[PATCH] nvme-tcp: handle failing req immediately for REQ_FAILFAST_DRIVER

Mon Apr 11 04:22:17 PDT 2022

On Mon, Apr 11, 2022 at 12:58:09PM +0300, Sagi Grimberg wrote:
> > > I see there is a shutdown_timeout which is 5 seconds on default. Seems
> > > not to trigger though.
> > 
> > Obviously, the shutdown_timeout is not connected to the register
> > writes. So we would need something like:
> 
> Looking at this, its probably not what we want...

I agree. We just have to make sure that we fail these register
read/writes on transport layer and don't requeue them.

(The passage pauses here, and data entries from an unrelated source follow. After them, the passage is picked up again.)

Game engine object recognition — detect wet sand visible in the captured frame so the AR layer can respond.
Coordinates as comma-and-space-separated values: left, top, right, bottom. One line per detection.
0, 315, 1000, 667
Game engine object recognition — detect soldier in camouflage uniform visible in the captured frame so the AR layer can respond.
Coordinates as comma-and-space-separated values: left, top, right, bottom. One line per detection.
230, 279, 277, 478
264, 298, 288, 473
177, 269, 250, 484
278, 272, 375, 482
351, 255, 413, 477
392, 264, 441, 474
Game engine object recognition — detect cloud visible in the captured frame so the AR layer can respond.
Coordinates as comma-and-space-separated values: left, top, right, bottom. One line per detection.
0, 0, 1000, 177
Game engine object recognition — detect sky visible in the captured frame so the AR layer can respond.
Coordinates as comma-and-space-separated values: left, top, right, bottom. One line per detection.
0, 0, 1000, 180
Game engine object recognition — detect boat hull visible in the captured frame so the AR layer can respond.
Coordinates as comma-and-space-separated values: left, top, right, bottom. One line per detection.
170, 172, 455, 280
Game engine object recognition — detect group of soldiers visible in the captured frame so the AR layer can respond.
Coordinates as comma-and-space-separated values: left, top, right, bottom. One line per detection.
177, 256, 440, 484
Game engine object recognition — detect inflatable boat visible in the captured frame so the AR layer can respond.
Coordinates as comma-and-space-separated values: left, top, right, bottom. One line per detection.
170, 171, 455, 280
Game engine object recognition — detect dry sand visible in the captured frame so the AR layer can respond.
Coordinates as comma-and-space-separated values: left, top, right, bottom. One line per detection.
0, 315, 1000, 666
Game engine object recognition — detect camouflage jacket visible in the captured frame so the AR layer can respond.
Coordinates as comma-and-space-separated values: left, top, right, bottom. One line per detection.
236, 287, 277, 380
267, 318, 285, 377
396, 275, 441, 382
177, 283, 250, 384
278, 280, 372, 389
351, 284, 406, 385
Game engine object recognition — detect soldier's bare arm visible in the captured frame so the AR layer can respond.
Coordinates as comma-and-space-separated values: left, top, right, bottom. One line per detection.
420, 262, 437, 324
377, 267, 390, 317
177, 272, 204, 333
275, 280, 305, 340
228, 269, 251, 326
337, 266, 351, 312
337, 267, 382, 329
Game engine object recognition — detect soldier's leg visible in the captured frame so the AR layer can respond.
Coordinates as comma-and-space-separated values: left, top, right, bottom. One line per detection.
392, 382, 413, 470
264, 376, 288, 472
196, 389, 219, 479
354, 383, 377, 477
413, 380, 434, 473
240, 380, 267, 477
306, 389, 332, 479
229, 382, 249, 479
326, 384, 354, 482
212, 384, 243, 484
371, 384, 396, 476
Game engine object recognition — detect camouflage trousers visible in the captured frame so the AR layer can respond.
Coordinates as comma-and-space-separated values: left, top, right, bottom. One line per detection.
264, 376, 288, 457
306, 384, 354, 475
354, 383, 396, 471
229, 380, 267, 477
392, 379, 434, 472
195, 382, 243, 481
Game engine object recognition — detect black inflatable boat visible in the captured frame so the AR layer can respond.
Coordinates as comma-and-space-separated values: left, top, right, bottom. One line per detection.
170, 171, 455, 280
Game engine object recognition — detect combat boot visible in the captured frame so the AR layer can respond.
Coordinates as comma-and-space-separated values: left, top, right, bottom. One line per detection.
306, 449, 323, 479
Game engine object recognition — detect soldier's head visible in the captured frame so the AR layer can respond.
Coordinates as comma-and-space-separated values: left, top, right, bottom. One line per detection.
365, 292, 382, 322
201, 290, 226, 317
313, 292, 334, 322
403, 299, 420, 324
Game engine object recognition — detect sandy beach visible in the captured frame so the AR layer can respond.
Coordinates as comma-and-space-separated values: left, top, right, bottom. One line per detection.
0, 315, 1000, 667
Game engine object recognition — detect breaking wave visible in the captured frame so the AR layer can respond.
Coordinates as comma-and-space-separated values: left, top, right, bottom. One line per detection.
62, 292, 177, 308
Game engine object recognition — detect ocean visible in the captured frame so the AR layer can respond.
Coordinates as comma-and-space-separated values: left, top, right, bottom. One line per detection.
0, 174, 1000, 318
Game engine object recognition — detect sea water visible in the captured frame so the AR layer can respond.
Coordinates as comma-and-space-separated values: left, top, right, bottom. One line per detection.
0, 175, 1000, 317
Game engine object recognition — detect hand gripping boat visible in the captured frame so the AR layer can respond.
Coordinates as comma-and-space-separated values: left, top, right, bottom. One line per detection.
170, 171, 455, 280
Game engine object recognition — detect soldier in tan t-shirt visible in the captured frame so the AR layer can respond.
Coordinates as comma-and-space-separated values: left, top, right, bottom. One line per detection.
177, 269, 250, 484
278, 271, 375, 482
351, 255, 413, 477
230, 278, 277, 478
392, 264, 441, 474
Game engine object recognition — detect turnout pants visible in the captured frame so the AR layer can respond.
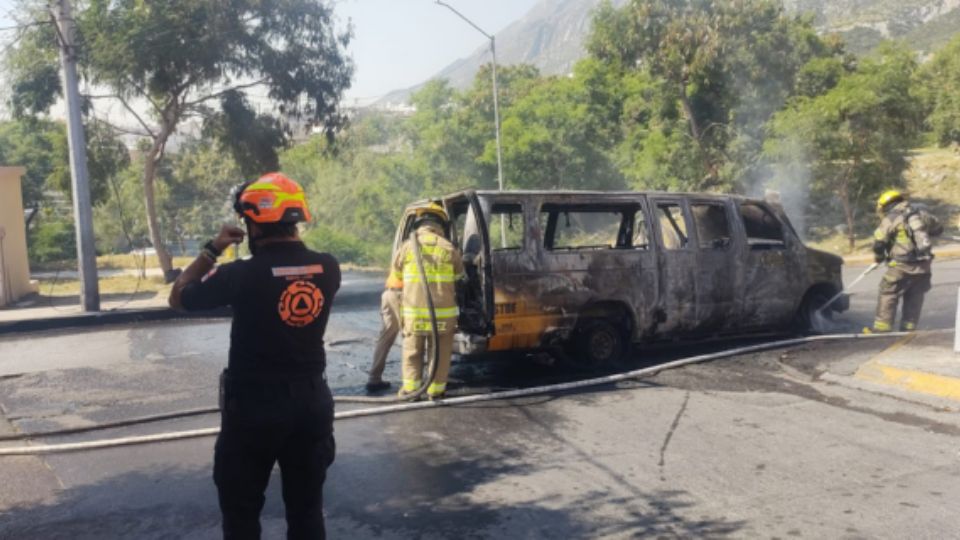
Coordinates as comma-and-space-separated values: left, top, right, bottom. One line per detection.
369, 289, 403, 382
403, 332, 453, 395
213, 372, 336, 539
873, 266, 931, 332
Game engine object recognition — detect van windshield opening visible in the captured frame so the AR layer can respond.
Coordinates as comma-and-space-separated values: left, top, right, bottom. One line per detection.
540, 204, 634, 250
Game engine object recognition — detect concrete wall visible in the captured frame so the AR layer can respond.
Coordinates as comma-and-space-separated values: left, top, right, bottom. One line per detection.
0, 167, 36, 306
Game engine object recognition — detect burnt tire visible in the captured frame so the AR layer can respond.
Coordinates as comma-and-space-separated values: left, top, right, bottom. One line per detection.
793, 291, 833, 334
571, 319, 629, 369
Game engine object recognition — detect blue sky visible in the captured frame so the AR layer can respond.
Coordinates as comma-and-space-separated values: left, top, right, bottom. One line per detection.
0, 0, 538, 102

> I've inspected the code and I don't think that we should check
> the return code at all, we should simply fail the request. If
> the io_work context is running in parallel with the the error
> recovery handler we have a bug that we need to fix.
> 
> How about this?

Yes this would work fine for my case.

> --
> diff --git a/drivers/nvme/host/tcp.c b/drivers/nvme/host/tcp.c
> index 10fc45d95b86..6d59867bb275 100644
> --- a/drivers/nvme/host/tcp.c
> +++ b/drivers/nvme/host/tcp.c
> @@ -1147,8 +1147,7 @@ static int nvme_tcp_try_send(struct nvme_tcp_queue
> *queue)
>         } else if (ret < 0) {
>                 dev_err(queue->ctrl->ctrl.device,
>                         "failed to send request %d\n", ret);
> -               if (ret != -EPIPE && ret != -ECONNRESET)
> -                       nvme_tcp_fail_request(queue->request);
> +               nvme_tcp_fail_request(req);
>                 nvme_tcp_done_send_req(queue);
>         }
>         return ret;
> --
> 
> Adding Anton,
> 
> Anton, do you see an issue with this change? io_work is safely
> fenced from the cancellation iter so there is no reason for
> us not to fail the request here when the socket closes (or
> any other reason for that matter).